Final answer:
To maximize the annual interest earned, $23,100 should be invested in Stock Boll and the full buying limit of $12,900 in Stock Coff. This allocation will yield the highest possible annual interest of $1,671, given the conditions specified.
Step-by-step explanation:
To maximize the annual interest earned from investing $36,000 in Stock Boll and Stock Coff, we need to determine the amount to invest in each stock while adhering to the given conditions. Stock Coff has a buying limit of $12,900, and we want to invest at least four times that amount in Stock Boll.

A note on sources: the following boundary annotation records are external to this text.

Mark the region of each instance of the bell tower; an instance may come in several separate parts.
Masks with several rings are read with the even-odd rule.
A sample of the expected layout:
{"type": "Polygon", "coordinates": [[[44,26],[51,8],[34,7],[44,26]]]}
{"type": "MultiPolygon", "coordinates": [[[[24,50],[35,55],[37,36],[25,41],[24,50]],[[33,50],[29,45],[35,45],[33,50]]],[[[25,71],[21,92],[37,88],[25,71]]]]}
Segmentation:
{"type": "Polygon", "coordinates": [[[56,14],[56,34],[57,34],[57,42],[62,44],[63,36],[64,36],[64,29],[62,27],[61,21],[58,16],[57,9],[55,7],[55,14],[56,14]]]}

First, let's denote the amount to invest in Stock Coff as C. According to the conditions, the maximum amount we can invest in Stock Coff is $12,900. Therefore, C must be less than or equal to $12,900.
For Stock Boll, the amount B to be invested must be at least four times the amount in Stock Coff. This gives us the inequality B ≥ 4C. Since the total investment is $36,000, we also have B + C = $36,000.

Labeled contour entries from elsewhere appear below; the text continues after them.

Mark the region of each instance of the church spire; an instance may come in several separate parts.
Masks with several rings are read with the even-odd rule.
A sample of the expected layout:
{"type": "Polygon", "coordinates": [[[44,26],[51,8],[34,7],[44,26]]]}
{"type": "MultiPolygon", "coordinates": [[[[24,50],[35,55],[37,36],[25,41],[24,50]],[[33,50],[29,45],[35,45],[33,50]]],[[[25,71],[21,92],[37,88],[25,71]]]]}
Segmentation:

To maximize the annual interest, we should fully utilize the buying limit of Stock Coff, since it has a lower interest rate compared to Stock Boll. This means we set C = $12,900. By substitution, B = $36,000 - C = $36,000 - $12,900 = $23,100 for Stock Boll.
Now, calculate the total annual interest: Stock Boll earns 5% and Stock Coff earns 4%. Therefore, the total annual interest is:
(0.05 × $23,100) + (0.04 × $12,900) = $1,155 + $516 = $1,671.
You will earn a maximum total annual interest of $1,671 if you invest $23,100 in Stock Boll and $12,900 in Stock Coff.